What's the treatment for whooping cough?

In its early stages, the symptoms of whooping cough can be reduced by taking antibiotics. Antibiotics may shorten the duration of the symptoms if started early enough. Unfortunately, most patients are only diagnosed after the period of time when antibiotics are most effective, and so generally antibiotics are not used. When they are used, antibiotics include erythromycin and similar drugs, tetracyclines for teens and adults, and amoxicillin for newborns. Although antibiotics may

help shorten the course of the disease if they are given early in the first stage of illness, they may not be prescribed right away because initial symptoms of whooping cough usually are indistinguishable from those of the common cold. However, as symptoms progress they become more distinctive of whooping cough. At this point, antibiotics usually are given before laboratory tests have confirmed the diagnosis, which typically takes 10 to 14 days, because they can reduce the spread of infection. Family members and others who have had close contact with someone infected with whooping cough are sometimes prescribed antibiotics for coldlike symptoms or even before developing symptoms.
Infants, especially those younger than 4 months of age, are typically hospitalized. Hospitalization allows health professionals to ensure the baby is getting enough fluids and nutrients. Also, the baby is monitored and evaluated for how well he or she tolerates and recovers from coughing episodes. If needed, a baby also may receive oxygen therapy and have mucus suctioned from the nose and throat. Because suctioning mucus may trigger coughing spells, it is only done in specific situations. Infants under 18 months of age require constant supervision because breathing may temporarily stop during coughing spells. Infants with severe cases should be hospitalized. Severe coughing spells can significantly decrease the blood's oxygen supply. If blood oxygen levels, measured with a pulse oximeter, are low, oxygen may be given for a short time through a nasal cannula or an oxygen mask. An oxygen tent with high humidity may be used. Intravenous fluid may be necessary if coughing spells are severe enough to prevent the patient from drinking enough fluids. Sedatives may be prescribed for young children.

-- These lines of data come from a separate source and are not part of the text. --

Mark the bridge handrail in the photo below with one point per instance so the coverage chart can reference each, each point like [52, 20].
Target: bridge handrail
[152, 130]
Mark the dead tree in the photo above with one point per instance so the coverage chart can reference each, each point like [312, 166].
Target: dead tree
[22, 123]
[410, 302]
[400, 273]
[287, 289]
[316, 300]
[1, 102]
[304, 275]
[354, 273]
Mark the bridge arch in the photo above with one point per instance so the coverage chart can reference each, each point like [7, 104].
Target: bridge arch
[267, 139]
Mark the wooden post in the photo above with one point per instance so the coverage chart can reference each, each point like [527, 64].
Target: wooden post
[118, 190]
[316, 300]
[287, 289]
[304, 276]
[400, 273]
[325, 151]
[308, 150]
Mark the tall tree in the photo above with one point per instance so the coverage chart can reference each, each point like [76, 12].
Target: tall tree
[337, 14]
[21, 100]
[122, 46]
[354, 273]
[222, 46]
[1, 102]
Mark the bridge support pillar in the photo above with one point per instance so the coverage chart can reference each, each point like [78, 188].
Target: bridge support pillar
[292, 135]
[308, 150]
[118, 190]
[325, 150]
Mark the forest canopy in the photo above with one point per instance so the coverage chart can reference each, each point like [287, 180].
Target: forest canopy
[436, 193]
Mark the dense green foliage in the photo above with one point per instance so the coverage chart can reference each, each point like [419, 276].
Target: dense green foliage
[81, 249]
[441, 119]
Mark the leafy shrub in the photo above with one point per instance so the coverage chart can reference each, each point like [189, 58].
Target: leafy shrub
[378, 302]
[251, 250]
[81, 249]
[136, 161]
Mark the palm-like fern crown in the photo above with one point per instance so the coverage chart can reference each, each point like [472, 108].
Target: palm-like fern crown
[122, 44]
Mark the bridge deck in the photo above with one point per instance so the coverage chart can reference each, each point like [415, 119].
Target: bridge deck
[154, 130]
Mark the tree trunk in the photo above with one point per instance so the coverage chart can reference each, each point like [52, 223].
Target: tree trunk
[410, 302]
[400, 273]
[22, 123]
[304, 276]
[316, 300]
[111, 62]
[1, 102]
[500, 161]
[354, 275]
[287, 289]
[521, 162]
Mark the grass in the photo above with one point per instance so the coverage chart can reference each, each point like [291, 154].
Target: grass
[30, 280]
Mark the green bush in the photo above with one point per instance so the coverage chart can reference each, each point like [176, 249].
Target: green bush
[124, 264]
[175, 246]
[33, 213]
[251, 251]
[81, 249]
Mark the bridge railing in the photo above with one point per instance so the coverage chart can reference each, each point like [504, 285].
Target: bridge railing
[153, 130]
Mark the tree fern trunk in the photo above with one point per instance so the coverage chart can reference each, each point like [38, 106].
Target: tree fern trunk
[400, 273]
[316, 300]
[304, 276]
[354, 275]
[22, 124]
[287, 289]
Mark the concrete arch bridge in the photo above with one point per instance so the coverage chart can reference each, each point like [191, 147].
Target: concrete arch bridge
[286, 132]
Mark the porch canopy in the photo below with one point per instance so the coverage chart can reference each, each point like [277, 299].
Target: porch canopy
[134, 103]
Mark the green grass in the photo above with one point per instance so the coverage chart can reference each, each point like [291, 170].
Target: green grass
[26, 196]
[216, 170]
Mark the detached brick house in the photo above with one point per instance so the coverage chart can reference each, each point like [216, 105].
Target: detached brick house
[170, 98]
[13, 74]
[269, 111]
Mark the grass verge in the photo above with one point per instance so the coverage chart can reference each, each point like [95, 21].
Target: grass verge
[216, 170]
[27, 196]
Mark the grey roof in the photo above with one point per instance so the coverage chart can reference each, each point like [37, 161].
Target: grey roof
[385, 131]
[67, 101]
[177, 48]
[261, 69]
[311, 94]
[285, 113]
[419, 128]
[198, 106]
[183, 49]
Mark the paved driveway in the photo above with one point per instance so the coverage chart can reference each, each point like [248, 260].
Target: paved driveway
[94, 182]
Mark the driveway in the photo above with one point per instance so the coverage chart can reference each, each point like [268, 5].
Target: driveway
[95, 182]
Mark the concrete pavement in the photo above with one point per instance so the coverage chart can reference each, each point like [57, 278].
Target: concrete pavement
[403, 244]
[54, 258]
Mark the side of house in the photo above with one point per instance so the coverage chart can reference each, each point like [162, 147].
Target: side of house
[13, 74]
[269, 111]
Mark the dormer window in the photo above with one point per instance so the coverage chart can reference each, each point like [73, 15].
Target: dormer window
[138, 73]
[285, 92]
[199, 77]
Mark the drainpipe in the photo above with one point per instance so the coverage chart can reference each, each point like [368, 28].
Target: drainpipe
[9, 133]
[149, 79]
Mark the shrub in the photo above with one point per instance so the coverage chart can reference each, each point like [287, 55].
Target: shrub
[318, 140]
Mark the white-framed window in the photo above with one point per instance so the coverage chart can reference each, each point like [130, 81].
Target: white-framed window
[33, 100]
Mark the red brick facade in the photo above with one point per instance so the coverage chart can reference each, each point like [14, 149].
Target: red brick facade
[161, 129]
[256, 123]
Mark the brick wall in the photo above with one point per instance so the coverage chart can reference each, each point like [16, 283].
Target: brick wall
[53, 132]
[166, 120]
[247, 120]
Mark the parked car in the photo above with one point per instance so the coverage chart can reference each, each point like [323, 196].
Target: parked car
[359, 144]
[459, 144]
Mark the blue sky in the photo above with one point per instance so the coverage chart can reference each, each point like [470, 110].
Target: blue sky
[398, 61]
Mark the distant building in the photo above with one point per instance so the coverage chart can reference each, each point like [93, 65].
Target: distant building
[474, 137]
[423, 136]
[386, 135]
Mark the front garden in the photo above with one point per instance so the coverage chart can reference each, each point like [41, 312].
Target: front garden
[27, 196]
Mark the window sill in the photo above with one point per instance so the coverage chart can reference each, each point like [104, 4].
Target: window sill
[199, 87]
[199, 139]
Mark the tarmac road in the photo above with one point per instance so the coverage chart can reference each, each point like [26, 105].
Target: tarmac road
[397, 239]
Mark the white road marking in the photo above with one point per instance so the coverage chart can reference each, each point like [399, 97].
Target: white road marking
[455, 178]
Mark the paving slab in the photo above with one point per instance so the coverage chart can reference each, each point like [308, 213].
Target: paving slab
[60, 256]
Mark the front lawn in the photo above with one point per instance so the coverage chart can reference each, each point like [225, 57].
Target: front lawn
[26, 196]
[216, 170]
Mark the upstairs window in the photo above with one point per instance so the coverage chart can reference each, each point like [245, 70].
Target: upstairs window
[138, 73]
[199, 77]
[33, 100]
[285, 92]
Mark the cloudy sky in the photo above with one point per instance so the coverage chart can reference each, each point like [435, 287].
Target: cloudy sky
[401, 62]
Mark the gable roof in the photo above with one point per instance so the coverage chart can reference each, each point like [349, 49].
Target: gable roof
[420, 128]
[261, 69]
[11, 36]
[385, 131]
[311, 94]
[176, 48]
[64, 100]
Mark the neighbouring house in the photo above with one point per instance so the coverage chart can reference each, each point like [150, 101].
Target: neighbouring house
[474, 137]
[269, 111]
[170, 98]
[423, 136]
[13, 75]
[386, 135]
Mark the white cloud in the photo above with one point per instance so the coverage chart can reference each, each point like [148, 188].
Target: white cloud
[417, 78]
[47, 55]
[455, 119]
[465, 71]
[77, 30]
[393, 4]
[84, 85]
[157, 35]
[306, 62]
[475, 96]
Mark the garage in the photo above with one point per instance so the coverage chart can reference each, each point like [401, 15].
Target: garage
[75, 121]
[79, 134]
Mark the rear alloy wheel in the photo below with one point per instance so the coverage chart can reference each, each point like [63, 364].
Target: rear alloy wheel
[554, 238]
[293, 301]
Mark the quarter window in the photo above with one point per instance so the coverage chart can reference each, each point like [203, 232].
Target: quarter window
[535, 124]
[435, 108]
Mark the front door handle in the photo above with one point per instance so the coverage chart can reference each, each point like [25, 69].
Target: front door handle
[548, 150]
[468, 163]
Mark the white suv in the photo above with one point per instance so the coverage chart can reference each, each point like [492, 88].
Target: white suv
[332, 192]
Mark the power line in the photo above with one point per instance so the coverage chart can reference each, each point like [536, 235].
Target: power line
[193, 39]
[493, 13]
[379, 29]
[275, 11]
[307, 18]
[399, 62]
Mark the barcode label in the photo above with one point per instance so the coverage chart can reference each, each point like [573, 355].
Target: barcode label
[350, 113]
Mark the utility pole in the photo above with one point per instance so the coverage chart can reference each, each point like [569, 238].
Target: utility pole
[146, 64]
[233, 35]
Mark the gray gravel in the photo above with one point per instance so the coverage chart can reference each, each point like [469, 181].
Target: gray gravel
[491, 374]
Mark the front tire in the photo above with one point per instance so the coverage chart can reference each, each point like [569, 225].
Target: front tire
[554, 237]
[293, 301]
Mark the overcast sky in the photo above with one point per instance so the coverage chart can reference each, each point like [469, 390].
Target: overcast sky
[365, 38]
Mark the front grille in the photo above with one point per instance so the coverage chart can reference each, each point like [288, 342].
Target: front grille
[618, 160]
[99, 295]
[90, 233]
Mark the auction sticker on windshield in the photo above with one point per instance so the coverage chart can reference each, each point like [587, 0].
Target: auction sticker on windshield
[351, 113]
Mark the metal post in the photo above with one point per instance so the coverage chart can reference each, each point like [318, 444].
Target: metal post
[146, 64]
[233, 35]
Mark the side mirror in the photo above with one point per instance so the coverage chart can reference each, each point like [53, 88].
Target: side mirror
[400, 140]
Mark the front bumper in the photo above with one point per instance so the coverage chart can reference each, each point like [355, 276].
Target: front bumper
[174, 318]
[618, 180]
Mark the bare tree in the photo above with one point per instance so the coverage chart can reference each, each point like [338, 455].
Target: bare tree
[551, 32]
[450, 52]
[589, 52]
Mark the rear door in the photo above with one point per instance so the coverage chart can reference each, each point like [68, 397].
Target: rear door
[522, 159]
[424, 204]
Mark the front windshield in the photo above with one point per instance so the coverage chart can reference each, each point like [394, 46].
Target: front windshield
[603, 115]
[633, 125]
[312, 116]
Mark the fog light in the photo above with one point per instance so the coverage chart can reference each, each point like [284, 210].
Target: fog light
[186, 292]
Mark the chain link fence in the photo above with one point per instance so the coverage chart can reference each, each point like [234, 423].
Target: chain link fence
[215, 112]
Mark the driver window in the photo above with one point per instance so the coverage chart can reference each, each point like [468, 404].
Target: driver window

More information on whooping cough (Pertussis)

What is whooping cough (Pertussis)? - Whooping cough (pertussis) is a highly contagious bacterial infection of the upper respiratory system. The infection is spread through the air by droplets.
What causes whooping cough (Pertussis)? - Whooping cough is caused by a bacteria called Bordatella pertussis. Whooping cough can affect people of any age.
What're the symptoms of whooping cough (Pertussis)? - Symptoms of whooping begins with a cold and a mild cough. Severe coughing spells can lead to vomiting.
How is whooping cough diagnosed? - The most accurate method of diagnosis of whooping cough is to culture the organisms obtained from swabbing mucus out of the nasopharynx.
What is the treatment for whooping cough? - The symptoms of whooping cough can be treated with antibiotics including erythromycin, tetracyclines, amoxicillin.
How to prevent whooping cough (pertussis)? - A DTaP vaccine (diphtheria, tetanus, pertussis) or pertussis-only vaccine helps protect children against whooping cough (pertussis).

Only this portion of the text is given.